If you continually receive 401
errors in /var/log/delivery/nginx/delivery.access.log
for data collector requests, but your configuration looks good, this issue is the cause.
You can find what token is being sent by watching output from the following tcpdump
command on the Automate system. Look closely at the output for the string x-data-collector-token
, and you will see that the token strangeCall
follows. Use Ctrl-C to exit the tcpdump
.
tcpdump -i lo -XX -s0 -vv 'port 9611' | tee -a get-that-token.txt
11:05:58.630201 IP (tos 0x0, ttl 64, id 5169, offset 0, flags [DF], proto TCP (6), length 1658)
localhost.39068 > localhost.9611: Flags [P.], cksum 0x046f (incorrect -> 0xfb07), seq 1:1607, ack 1, win 342, options [nop,nop,TS val 34662932 ecr 34662932], length 1606
0x0000: 0000 0000 0000 0000 0000 0000 0800 4500 ..............E.
0x0010: 067a 1431 4000 4006 224b 7f00 0001 7f00 .z.1@.@."K......
0x0020: 0001 989c 258b fc06 fe3c 842e 5bc4 8018 ....%....<..[...
0x0030: 0156 046f 0000 0101 080a 0210 ea14 0210 .V.o............
0x0040: ea14 504f 5354 202f 6461 7461 2d63 6f6c ..POST./data-col
0x0050: 6c65 6374 6f72 2f76 302f 2048 5454 502f lector/v0/.HTTP/
0x0060: 312e 310d 0a48 6f73 743a 2064 6174 612d 1.1..Host:.data-
0x0070: 636f 6c6c 6563 746f 723a 3434 330d 0a58 collector:443..X
0x0080: 2d52 6561 6c2d 4950 3a20 3130 2e30 2e33 -Real-IP:.10.0.3
0x0090: 2e32 3330 0d0a 582d 5363 6865 6d65 3a20 .230..X-Scheme:.
0x00a0: 6874 7470 730d 0a58 2d46 6f72 7761 7264 https..X-Forward
0x00b0: 6564 2d46 6f72 3a20 3130 2e30 2e33 2e32 ed-For:.10.0.3.2
0x00c0: 3330 0d0a 582d 466f 7277 6172 6465 642d 30..X-Forwarded-
0x00d0: 5072 6f74 6f3a 2068 7474 7073 0d0a 436f Proto:.https..Co
0x00e0: 6e6e 6563 7469 6f6e 3a20 636c 6f73 650d nnection:.close.

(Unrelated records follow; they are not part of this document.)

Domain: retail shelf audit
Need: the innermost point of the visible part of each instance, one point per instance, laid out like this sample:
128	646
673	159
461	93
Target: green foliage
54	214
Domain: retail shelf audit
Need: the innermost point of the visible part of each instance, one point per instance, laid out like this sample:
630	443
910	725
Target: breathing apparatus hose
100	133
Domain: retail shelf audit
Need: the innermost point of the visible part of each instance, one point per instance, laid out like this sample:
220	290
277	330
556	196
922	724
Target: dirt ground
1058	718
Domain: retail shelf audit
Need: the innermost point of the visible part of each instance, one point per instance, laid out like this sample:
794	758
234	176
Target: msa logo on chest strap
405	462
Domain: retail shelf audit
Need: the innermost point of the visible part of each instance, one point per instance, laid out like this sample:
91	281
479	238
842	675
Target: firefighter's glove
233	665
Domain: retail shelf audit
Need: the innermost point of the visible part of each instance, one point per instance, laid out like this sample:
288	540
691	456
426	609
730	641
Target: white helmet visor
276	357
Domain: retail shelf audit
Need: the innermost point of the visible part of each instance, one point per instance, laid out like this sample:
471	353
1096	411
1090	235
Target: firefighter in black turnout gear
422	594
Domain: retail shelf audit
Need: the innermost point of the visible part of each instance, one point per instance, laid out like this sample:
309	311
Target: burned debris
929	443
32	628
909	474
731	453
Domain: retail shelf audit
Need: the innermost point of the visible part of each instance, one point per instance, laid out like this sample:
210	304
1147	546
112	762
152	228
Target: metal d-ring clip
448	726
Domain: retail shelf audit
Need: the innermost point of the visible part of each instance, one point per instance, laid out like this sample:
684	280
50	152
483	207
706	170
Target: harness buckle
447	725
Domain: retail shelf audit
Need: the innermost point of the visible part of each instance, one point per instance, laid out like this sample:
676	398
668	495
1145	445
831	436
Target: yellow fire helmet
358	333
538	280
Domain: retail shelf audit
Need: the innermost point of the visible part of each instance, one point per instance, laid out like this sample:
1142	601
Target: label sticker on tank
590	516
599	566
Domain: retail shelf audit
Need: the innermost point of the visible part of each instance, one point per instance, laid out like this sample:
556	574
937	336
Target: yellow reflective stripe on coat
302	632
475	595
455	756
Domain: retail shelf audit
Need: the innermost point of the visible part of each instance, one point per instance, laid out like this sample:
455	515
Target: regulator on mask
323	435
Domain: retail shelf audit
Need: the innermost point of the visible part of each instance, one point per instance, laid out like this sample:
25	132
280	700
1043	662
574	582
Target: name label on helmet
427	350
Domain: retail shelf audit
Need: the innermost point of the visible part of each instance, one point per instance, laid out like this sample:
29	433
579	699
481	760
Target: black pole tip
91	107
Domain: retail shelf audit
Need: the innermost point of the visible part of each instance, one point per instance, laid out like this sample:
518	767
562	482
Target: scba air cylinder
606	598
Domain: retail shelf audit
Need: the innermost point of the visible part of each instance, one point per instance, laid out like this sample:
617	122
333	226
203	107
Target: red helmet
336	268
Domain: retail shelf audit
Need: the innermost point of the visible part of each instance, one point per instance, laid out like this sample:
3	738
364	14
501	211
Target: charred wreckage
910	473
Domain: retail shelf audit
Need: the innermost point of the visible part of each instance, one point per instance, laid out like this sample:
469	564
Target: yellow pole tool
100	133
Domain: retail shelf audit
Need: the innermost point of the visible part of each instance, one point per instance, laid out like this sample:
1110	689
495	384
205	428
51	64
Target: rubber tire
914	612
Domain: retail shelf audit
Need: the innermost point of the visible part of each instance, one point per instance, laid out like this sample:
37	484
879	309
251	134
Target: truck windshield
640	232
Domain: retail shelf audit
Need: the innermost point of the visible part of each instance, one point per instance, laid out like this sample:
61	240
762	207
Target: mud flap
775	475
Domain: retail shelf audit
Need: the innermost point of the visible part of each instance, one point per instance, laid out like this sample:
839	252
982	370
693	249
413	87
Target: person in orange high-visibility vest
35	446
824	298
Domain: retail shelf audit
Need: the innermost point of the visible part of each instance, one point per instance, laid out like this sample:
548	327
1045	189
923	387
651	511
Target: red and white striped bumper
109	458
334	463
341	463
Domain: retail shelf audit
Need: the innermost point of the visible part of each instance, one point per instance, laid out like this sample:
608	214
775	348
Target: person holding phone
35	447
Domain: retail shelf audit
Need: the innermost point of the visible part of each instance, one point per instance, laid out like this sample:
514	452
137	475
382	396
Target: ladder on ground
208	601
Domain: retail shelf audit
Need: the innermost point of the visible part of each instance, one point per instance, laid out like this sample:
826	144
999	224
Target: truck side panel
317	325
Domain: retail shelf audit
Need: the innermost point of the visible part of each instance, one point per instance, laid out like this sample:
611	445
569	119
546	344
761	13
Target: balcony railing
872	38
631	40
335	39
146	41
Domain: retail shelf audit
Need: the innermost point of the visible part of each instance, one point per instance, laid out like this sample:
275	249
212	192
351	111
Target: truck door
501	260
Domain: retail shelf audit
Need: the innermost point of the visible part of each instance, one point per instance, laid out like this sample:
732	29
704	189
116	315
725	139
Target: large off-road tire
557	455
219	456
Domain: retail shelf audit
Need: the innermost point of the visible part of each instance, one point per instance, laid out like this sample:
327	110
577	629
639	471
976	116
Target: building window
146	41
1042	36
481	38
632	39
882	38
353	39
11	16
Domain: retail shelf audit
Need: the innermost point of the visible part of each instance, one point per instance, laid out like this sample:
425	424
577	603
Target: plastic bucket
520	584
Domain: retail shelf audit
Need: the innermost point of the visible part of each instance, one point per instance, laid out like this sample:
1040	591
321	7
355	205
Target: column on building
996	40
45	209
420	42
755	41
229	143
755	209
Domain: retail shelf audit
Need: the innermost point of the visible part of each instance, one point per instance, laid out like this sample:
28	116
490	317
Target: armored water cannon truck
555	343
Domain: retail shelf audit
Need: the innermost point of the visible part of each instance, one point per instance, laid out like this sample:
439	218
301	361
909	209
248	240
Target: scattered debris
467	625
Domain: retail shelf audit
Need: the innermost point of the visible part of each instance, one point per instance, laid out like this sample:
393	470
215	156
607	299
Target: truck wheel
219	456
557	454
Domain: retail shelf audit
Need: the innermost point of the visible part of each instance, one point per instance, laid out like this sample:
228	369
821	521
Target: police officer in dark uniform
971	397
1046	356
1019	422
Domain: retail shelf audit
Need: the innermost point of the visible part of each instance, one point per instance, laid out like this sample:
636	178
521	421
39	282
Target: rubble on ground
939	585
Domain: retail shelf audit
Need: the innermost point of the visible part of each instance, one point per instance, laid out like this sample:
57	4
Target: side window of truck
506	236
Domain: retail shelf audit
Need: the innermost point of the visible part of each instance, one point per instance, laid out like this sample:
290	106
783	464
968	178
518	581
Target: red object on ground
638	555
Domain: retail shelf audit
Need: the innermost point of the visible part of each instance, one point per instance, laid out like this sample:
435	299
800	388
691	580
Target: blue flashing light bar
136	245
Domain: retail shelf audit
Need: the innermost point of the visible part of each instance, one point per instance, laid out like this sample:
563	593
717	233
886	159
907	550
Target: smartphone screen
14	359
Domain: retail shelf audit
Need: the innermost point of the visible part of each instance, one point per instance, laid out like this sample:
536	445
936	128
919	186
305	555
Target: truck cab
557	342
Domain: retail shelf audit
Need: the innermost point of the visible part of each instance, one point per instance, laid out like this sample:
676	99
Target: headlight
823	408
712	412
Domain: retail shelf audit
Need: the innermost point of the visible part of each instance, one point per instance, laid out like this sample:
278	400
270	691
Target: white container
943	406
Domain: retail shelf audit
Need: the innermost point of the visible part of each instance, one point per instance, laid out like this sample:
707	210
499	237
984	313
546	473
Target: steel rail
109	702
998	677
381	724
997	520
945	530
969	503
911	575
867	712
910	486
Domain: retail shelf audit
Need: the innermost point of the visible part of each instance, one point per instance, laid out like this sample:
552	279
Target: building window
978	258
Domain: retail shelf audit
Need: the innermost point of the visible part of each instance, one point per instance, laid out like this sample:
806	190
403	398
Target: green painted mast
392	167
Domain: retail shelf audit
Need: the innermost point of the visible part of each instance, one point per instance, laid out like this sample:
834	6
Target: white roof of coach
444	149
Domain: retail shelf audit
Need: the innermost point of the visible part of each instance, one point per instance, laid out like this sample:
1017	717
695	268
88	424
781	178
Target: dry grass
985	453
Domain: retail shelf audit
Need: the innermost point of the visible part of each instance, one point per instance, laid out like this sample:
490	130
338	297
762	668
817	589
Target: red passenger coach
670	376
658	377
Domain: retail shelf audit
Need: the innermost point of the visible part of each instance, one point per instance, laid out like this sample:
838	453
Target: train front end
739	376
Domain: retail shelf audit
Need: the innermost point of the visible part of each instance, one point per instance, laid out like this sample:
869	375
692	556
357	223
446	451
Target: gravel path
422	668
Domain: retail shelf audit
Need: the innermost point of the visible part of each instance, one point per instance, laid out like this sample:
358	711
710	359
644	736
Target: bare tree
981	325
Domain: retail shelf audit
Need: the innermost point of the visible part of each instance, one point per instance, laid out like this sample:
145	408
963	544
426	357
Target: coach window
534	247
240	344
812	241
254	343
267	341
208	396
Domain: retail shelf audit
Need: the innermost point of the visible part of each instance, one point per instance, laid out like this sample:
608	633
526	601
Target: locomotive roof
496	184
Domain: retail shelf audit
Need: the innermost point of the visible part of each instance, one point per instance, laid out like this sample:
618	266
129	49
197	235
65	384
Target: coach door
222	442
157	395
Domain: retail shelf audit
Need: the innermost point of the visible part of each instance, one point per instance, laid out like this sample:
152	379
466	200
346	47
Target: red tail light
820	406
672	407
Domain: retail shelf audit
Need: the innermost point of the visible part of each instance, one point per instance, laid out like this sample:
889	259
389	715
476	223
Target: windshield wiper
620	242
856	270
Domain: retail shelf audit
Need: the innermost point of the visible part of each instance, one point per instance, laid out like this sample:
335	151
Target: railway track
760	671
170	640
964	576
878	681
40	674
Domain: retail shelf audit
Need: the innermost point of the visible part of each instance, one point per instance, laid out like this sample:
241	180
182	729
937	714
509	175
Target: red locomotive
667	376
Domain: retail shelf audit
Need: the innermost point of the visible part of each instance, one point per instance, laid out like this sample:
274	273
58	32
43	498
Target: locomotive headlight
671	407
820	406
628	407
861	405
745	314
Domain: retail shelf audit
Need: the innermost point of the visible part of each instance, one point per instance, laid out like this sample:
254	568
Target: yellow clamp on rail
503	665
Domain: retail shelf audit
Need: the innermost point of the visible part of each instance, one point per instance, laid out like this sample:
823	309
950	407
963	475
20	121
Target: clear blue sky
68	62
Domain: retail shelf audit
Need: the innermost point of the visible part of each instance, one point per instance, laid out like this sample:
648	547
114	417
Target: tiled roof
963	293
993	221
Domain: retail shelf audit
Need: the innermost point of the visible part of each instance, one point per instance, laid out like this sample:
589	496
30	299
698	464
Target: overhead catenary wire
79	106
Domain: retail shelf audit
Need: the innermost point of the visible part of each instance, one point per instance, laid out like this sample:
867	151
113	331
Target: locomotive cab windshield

0x00f0: 0a43 6f6e 7465 6e74 2d4c 656e 6774 683a .Content-Length:
0x0100: 2033 3533 0d0a 782d 6461 7461 2d63 6f6c .353..x-data-col
0x0110: 6c65 6374 6f72 2d74 6f6b 656e 3a20 7374 lector-token:.st
0x0120: 7261 6e67 6543 616c 6c0d 0a78 2d64 6174 rangeCall
You can work around this bug by issuing the following commands on the Chef Server, replacing SECRET
with the token that the Automate system has been configured to use:
chef-server-ctl set-secret data_collector token 'SECRET'
chef-server-ctl restart nginx
It’s also recommended that you configure that same token in /etc/opscode/chef-server.rb
, and then run chef-server-ctl reconfigure
. This will allow you to confirm that the correct token is used to access the Automate system.
Issue: Nodes tab does not show information beyond 100 pages¶
In the Nodes tab, there is a bug that occurs when the node list exceeds 100 pages (10,000 nodes). As a result of this bug, node information will be visible on the first 100 pages, but pages beyond the first 100 will fail to update.
To avoid this issue, use filtering to reduce the number of nodes shown to below 10,000.